Guide Complet sur les Core Web Vitals et leur Impact SEO

Par Marianne
le 01 Mar 2024 À jour
12 min de lecture
Guide Complet sur les Core Web Vitals et leur Impact SEO

Webperfs, CWV, Core Web Vitals, données CrUX…
Derrière ces mystérieux noms se cachent des critères de performance cruciaux pour l’expérience utilisateur…
Mais aussi pour le SEO !
Depuis mi-juin 2021, l’algorithme de ranking de Google intègre ces différentes mesures.
Mais que contiennent les Core Web Vitals ? De quoi parle-t-on exactement ? Comment les mesurer ? Quels outils utiliser pour auditer son site ? Qu’est-ce qu’un bon score ?
Envie de tout comprendre sur la webperf ? Suivez le guide !

Qu’est-ce que la web performance d’un site web ?

Définition simple de la webperf

La web performance, webperf (ou “WPO” pour “Web Performance Optimization” en Anglais), est la performance d’un site ou d’une application web en termes de vitesse de chargement et de réactivité.
Très concrètement, il s’agit de la vitesse à laquelle se charge une URL dans un navigateur web par exemple.
C’est un concept majeur en UX design, puisque de nombreuses études empiriques ont démontré l’impact négatif direct de mauvaises webperfs sur le parcours utilisateur.

Qu’est-ce que les Core Web Vitals de Google ?

Les Core Web Vitals ou “Signaux Web Essentiels” en Français (plus rarement mentionnées via l’acronyme CWV), sont des métriques objectives prises en compte par Google pour évaluer les web performances d’un site.
En effet, la vitesse de chargement peut comporter de nombreuses facettes !

Par exemple :
Si votre page web s’affiche très rapidement, mais que les animations mettent plusieurs secondes à s’afficher après clics, la page est-elle lente ou rapide ?
Google a donc tranché en définissant 3 critères qui représentent les performances de chargement, d’interactivité et de stabilité :

  • Le LCP (Largest Contentful Paint)
  • L’INP (Interaction to Next Paint), qui a remplacé le FID – First INput Delay
  • et le CLS (Cumulative Layout Shift)
Core Web Vitals de Google

En quoi est-ce important pour l’expérience utilisateur et le SEO ?

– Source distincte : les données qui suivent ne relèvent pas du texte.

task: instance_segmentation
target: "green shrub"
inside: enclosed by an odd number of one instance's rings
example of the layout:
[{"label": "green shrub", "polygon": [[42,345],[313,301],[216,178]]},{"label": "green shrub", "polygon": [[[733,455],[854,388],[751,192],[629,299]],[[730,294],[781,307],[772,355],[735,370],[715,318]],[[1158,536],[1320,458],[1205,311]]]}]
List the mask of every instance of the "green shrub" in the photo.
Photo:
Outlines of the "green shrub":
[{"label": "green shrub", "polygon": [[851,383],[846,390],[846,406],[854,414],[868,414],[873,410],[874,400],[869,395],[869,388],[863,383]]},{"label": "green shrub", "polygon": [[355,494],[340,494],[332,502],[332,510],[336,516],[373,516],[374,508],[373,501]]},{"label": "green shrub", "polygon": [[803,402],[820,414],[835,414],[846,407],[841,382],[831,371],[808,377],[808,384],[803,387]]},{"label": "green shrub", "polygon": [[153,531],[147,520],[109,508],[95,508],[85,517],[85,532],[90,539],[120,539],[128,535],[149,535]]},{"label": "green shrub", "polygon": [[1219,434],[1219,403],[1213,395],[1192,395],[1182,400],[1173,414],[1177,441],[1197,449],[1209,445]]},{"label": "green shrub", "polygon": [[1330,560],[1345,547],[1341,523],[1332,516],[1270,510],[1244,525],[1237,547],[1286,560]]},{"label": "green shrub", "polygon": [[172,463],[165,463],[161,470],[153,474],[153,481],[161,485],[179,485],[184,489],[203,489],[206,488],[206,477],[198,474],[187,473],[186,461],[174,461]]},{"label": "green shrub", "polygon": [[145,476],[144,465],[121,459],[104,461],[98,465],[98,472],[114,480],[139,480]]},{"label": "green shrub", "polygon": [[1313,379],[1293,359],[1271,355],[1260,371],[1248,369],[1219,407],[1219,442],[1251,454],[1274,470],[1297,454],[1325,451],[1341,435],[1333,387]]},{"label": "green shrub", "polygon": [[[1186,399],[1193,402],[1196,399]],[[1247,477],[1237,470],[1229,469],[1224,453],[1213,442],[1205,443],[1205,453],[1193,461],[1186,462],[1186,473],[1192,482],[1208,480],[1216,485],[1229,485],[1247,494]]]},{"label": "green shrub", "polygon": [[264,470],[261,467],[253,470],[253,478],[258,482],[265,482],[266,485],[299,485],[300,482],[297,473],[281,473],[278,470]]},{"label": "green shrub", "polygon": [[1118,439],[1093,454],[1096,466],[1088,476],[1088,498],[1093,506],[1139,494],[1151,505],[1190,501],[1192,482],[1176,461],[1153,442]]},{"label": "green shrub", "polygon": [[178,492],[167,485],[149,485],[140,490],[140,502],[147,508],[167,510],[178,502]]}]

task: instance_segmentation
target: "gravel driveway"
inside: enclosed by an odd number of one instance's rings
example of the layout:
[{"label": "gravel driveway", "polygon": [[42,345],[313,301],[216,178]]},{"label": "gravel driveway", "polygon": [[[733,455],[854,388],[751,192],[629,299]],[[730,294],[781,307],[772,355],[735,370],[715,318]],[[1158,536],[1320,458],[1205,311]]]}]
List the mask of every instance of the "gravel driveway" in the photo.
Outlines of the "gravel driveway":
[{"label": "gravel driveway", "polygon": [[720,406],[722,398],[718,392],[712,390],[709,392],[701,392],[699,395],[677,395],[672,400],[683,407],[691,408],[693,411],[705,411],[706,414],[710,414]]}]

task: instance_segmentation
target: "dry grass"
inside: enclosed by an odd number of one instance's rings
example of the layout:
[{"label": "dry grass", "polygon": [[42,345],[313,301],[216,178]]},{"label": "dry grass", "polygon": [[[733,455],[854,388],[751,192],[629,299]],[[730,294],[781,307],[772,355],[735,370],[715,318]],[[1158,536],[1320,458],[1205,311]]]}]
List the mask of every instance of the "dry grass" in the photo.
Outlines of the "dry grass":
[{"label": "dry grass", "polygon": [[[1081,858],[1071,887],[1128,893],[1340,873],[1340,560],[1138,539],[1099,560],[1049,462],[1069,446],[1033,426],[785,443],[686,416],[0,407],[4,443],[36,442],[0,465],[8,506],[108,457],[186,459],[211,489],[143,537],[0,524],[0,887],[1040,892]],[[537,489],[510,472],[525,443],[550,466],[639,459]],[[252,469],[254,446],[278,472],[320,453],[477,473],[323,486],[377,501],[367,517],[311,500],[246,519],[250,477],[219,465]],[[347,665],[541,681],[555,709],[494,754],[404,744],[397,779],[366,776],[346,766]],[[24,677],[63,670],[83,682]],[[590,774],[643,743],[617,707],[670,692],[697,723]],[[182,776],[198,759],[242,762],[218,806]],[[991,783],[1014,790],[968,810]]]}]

Si la réactivité d’une page web est un facteur UX majeur, il est devenu incontournable en SEO ces dernières années.
Depuis le 15 juin 2021, l’algorithme de Google intègre officiellement les Core Web Vitals :

Jusqu’alors, personne n’était sûr de l’impact réel d’une bonne webperf sur les performances d’un site.
Aujourd’hui, c’est clair : Google met de plus en plus en avant son intérêt pour l’expérience utilisateur !

Comment Google mesure vos performances ?

Concrètement, il y a 2 façons de mesurer les performances d’une page :

  • Via les données de laboratoire
  • Via les données de terrain

Données de laboratoire

Il s’agit de tests ponctuels, que vous pouvez effectuer via des outils en ligne.
L’avantage : vous pouvez effectuer ce type de test quand bon vous semble.
L’inconvénient : par essence, les résultats sont variables d’un test à l’autre (de façon assez relative normalement).

Google n’utilise pas les données de laboratoire pour juger de la qualité de votre site.

Données de terrain

Google récupère les données des utilisateurs de Google Chrome qui parcourent votre site ! Les performances de navigation des internautes sont automatiquement aspirées puis envoyées à Google afin qu’il puisse mener à bien son travail de qualification.

Cette collecte de données “in vivo”, de terrain, a pour avantage de permettre à Google d’être au plus proche possible du ressenti utilisateur. Les performances desktop et mobile remontées sont par ailleurs disjointes afin de rendre compte au mieux de la réalité de navigation.

Cette collecte automatique offre en revanche un inconvénient majeur : comment qualifier des pages peu ou pas encore visitées ?
Le moteur a souvent besoin de temps, de nombreuses expériences utilisateur, pour effectuer correctement son travail de scoring.

Le moteur peut avoir recours à des regroupements de données : ils sont très visibles dans la Google Search Console.
Les rapports consacrés aux Core Web Vitals y illustrent les performances des pages en fonction de leur URL/répertoire.

Un échantillon de 75% des vues utilisateurs

Google ne prend pas en compte l’intégralité des données utilisateurs Chrome.
En réalité, 75% des vues sont conservées (peut-on d’ailleurs vraiment parler d’échantillon avec une telle représentativité ?).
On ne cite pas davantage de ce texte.